Cloud cost mismanagement can drain your finances
The shift to the cloud is expected to account for more than $1 trillion in global IT spending by 2020 as companies of all shapes and sizes adopt the technology to further improve operations. While this shows the success of cloud-based services in the workplace, a study by ParkMyCloud reveals that businesses should think twice about deploying, as an estimated $14.1 billion in cloud spending is expected to be wasted this year, with $5.3 billion coming from oversized resources and $8.8 billion wasted on idle cloud resources.
Since rising costs is a hot issue in the country nowadays, overspending on the cloud is not an option for organizations. We break down below how these runaway costs are incurred and can be avoided.
A possible reason for overspending lies in the cloud’s instant and on-demand scalability feature, which executives tend to go overboard with.
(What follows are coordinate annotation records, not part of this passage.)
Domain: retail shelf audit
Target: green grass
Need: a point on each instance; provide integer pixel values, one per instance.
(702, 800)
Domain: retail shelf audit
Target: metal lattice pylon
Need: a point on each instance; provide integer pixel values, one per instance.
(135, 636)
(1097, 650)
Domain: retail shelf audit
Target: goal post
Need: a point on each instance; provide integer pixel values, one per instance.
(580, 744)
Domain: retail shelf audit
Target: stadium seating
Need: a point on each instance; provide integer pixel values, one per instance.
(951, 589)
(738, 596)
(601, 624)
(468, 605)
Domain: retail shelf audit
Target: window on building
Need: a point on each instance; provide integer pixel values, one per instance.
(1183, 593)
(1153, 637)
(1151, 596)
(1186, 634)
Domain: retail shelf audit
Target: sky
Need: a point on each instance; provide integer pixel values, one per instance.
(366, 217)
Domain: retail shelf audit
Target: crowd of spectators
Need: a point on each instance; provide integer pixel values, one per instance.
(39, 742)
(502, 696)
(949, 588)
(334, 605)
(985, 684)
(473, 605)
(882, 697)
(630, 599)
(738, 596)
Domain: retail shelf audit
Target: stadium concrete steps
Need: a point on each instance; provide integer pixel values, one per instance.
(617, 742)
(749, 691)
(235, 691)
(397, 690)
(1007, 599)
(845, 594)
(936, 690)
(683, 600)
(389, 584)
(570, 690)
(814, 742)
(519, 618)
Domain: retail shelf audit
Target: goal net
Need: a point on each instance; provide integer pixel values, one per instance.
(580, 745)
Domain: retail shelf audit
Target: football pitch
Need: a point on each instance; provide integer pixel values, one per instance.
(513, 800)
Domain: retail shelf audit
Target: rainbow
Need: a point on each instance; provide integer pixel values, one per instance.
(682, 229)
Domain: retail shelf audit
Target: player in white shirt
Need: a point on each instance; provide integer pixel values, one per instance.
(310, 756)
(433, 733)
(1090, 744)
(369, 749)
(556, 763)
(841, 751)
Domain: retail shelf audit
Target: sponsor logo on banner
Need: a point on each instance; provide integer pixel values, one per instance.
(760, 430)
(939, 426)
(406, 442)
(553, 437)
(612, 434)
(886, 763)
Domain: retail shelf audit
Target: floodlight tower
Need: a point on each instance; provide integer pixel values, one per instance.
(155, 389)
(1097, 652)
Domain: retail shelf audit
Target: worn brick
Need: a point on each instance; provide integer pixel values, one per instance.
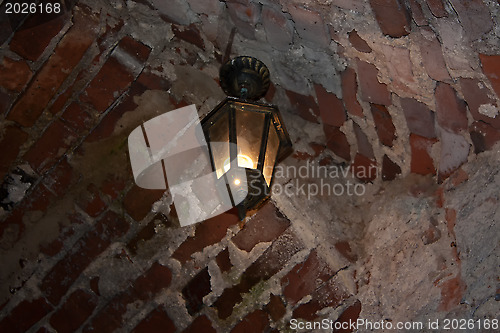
(491, 68)
(305, 278)
(304, 106)
(116, 75)
(364, 168)
(417, 14)
(419, 118)
(156, 321)
(47, 81)
(451, 112)
(392, 17)
(331, 294)
(331, 108)
(266, 225)
(483, 136)
(359, 43)
(383, 124)
(25, 315)
(349, 315)
(12, 140)
(364, 146)
(138, 209)
(35, 34)
(477, 96)
(337, 142)
(207, 233)
(200, 324)
(268, 264)
(73, 313)
(15, 74)
(309, 25)
(421, 160)
(256, 321)
(349, 91)
(195, 290)
(156, 278)
(371, 89)
(53, 143)
(279, 29)
(390, 169)
(474, 16)
(432, 55)
(57, 282)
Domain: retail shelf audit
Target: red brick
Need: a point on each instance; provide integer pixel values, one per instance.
(349, 315)
(432, 55)
(304, 106)
(491, 68)
(364, 168)
(115, 76)
(207, 233)
(157, 321)
(266, 225)
(65, 57)
(417, 14)
(371, 89)
(73, 313)
(60, 179)
(483, 136)
(57, 282)
(331, 108)
(364, 146)
(437, 8)
(92, 202)
(200, 324)
(390, 169)
(331, 294)
(31, 39)
(419, 118)
(53, 143)
(156, 278)
(305, 278)
(345, 249)
(25, 315)
(383, 124)
(349, 91)
(359, 43)
(256, 321)
(12, 140)
(268, 264)
(451, 111)
(195, 290)
(421, 160)
(477, 94)
(474, 16)
(15, 74)
(392, 17)
(337, 142)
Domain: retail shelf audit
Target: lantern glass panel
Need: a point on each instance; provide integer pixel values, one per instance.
(249, 129)
(273, 144)
(219, 143)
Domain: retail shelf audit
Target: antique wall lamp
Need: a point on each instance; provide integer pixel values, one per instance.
(245, 138)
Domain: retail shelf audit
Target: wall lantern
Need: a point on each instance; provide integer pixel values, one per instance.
(245, 138)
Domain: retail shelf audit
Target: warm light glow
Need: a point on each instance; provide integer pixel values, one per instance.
(243, 161)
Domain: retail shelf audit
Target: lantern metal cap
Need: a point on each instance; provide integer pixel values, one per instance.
(244, 77)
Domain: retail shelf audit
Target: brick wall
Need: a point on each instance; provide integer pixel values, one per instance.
(410, 88)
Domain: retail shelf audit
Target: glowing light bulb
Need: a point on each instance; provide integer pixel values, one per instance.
(243, 161)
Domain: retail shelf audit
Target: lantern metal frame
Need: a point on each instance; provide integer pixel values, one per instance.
(247, 78)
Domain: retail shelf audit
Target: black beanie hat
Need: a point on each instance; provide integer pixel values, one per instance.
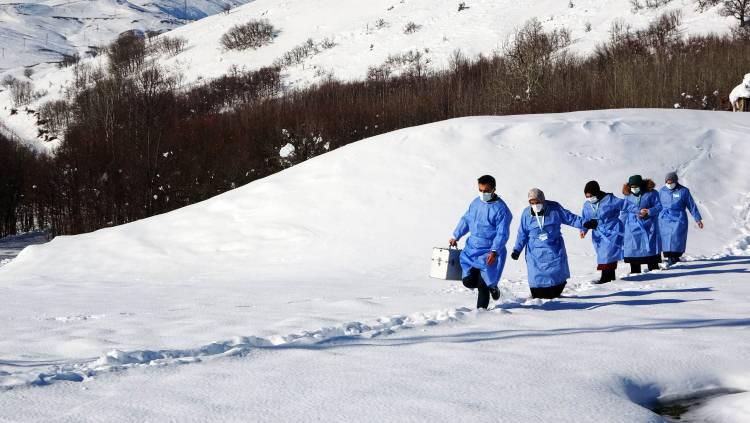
(592, 187)
(635, 180)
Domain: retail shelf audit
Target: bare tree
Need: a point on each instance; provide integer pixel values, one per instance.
(738, 9)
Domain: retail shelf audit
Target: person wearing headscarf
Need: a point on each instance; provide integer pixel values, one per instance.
(601, 213)
(540, 235)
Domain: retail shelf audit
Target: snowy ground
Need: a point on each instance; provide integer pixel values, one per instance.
(41, 31)
(365, 33)
(12, 245)
(304, 296)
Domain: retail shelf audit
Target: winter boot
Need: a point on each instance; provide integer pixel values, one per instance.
(494, 292)
(604, 278)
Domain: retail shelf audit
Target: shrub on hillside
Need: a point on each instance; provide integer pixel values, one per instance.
(169, 46)
(298, 54)
(69, 60)
(411, 28)
(127, 54)
(251, 35)
(21, 92)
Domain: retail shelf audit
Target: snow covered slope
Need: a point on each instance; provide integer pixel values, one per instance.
(39, 31)
(365, 34)
(317, 278)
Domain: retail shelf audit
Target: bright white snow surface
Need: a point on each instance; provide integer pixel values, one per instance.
(40, 31)
(304, 296)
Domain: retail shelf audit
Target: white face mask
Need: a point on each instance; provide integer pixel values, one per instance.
(485, 196)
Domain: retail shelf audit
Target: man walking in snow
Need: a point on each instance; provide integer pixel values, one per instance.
(483, 258)
(539, 234)
(673, 220)
(740, 96)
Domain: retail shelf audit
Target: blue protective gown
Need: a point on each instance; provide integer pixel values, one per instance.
(546, 257)
(489, 225)
(608, 236)
(642, 235)
(673, 221)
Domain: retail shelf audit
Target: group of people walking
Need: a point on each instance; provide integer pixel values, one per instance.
(640, 228)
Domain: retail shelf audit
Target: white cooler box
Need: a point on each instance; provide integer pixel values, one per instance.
(446, 264)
Expansion happens quickly in a company that utilizes the cloud and the technology is relatively cheaper and easier to handle compared to traditional technology because resources are intangible and not physical. In addition, most cloud services use a “pay-as-you-use” pricing model. Taking all of these into consideration, managers tend to not worry about controlling or limiting the expansion of cloud instances and services, leading to spending going unchecked or mismanaged.
Cloud instances or servers that are being maintained but not used are another common culprit. When an online store, for example, experiences a sudden spike in web traffic, they can get in touch with their cloud provider to give them additional infrastructure to avoid crashing. However, once the peak period passes, there are businesses that tend to keep these instances instead of discontinue them, thus wasting money.
Aside from paying for unused resources, additional costs can emerge due to the industry having no real standardization when it comes to pricing. In computing the total cost, providers may add several factors such as bandwidth, storage, distribution, and more, and the prices of these vary.
Apart from all of these, the operating system used and the location also causes rising cloud costs, but the main reason for overspending is the lack of proper tools for tracking and measuring usage in companies.
Optimize or lose money
To manage the costs, companies should tap a provider with systems that are compatible with virtually every software to remove any hurdles. IPC CloudServers, powered by global partner CloudSigma, is one such service, capable of running any x86-based operating system, including the most common ones like Windows, Linux, and UNIX. This feature of full compatibility allows organizations to save money since they won’t need to buy multiple software and operating systems.
More importantly, businesses must closely monitor and track their services usage. For fear of under-provisioning, customers usually end up over-provisioning, so the key to reduce wasted spending is to avoid over-provisioning. If companies can track their services usage and find meaningful repetitive patterns, they can confidently change their provisioning or create usage schedules based on the patterns. These schedules may start and stop services, set resource provisioning at desired levels at appropriate times, use different types of resources at different times, etc. This is a good practice when the overall number of instances is small and when the patterns are obvious.
Costs are rising at an incredible pace nowadays and everyone’s affected by it, companies included. Since they already spend a lot just to maintain operations, businesses need to manage their expenditures carefully now more than ever or else suffer further losses and even risk closing up shop.